A new sophisticated banking Trojan
that steals sensitive financial information and introduces advanced tactics to
avoid detection has been discovered by Kaspersky's Global Research and Analysis
Team (GReAT). Dubbed 'Coyote,' this malware relies on the Squirrel installer
for distribution, its name drawing inspiration from coyotes, the natural
predators of squirrels.
Coyote is a
sophisticated new banking Trojan that employs advanced evasion tactics to
pilfer sensitive financial information. Primarily targeting users affiliated
with more than 60 banking institutions in Brazil, Coyote utilizes the Squirrel
installer for its distribution, a method rarely linked to malware delivery.

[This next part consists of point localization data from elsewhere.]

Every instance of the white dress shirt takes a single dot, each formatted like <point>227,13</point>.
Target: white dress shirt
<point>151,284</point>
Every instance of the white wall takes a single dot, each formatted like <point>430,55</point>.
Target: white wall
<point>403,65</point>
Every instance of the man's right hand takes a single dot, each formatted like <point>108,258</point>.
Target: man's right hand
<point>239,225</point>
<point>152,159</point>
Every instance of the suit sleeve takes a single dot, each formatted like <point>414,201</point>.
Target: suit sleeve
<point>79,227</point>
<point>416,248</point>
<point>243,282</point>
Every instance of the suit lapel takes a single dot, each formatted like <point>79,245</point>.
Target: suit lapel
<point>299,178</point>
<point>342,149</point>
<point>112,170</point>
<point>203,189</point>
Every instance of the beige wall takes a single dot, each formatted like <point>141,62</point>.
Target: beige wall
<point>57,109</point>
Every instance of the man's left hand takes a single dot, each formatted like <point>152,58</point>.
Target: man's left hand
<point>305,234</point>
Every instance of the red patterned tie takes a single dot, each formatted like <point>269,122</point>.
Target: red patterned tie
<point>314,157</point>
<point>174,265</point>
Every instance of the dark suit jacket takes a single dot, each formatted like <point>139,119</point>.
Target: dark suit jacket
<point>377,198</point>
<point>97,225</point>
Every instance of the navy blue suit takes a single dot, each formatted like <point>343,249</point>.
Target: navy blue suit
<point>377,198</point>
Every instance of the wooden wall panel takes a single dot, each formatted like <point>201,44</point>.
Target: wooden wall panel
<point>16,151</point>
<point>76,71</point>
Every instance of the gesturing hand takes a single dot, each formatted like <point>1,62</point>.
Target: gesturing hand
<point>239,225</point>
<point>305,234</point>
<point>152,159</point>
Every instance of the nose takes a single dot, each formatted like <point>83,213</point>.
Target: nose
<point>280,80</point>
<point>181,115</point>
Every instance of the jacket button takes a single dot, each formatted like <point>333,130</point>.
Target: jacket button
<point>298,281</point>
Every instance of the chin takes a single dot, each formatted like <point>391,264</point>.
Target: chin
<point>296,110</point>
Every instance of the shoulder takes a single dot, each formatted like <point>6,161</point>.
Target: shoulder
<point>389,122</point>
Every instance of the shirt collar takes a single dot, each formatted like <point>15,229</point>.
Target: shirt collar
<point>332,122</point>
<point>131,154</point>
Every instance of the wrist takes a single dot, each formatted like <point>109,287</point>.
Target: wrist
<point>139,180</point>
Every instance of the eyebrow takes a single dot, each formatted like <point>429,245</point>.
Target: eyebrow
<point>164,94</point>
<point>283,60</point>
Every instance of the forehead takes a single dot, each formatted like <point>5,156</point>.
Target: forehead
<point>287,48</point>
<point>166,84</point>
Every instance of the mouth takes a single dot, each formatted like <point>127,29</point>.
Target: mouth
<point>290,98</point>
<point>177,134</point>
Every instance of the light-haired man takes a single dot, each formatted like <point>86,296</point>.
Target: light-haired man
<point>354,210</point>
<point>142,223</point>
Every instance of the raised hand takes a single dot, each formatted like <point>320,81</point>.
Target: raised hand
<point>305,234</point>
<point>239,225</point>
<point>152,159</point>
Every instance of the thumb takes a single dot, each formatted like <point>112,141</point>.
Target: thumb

Kaspersky's researchers have investigated and identified the entire infection
process of Coyote.
Instead of taking
the usual path with well-known installers, Coyote uses a relatively new
Squirrel tool to install and update Windows desktop applications. By doing so,
Coyote hides its initial stage loader by pretending it's just an update
packager.
What makes Coyote
even more challenging is its use of Nim, a modern, cross-platform programming
language, as the loader for the final stage of the infection process. This
aligns with a trend observed by Kaspersky, in which cybercriminals use less
popular and cross-platform languages, demonstrating their adaptability to the
latest technology trends.
Coyote's journey
involves a NodeJS application executing tricky JavaScript code, a Nim loader
unpacking a .NET executable, and finally, the execution of a Trojan. While
Coyote skips code obfuscation, it uses string obfuscation with AES (Advanced
Encryption Standard) encryption for extra stealth. The Trojan's goal is in line
with typical banking Trojan behavior as it watches for access to the specific
banking application or website.
Once banking apps
are active, Coyote talks to its command-and-control server using SSL channels
with mutual authentication. The Trojan's use of encrypted communication and its
ability to carry out specific actions like keylogging and taking screenshots highlight
its advanced nature. It can even ask for specific bankcard passwords and set up
a fake page to acquire user credentials.
Kaspersky's
telemetry data shows that around 90 percent of Coyote's infections come from
Brazil, making a big impact on the region's financial cybersecurity.
"In the last
three years, the number of banking Trojan attacks almost doubled, hitting over
18 million in 2023," said Fabio Assolini, head of the Latin American Global
Research and Analysis Team (GReAT) at Kaspersky. "As we deal with the
growing number of cyber threats, it's important for people and businesses to
protect their digital assets. The rise of Coyote, a new kind of Brazilian
banking Trojan, reminds us to be careful and use the latest defenses to keep
our important information safe."
Read the full report on Coyote banking Trojan, please visit Securelist.
For protection against financial threats, Kaspersky
recommends:
- Installing only
applications obtained from reliable sources.
- Refrain from approving
rights or permissions requested by applications without first ensuring
they match the application's feature set.
- Never open links or
documents included in unexpected or suspicious-looking messages.
- Use a reliable security
solution, such as Kaspersky Premium, that protects you and your digital
infrastructure from a wide range of financial cyberthreats.
To protect your business from financial malware, Kaspersky
security experts recommend:
- Providing cybersecurity awareness training, especially for
employees responsible for accounting, that includes instructions on how to
detect phishing pages.
- Improving the digital
literacy of staff.
- Enabling a Default Deny
policy for critical user profiles, particularly those in financial
departments, which ensures that only legitimate web resources can be
accessed.
- Installing the latest
updates and patches for all software used.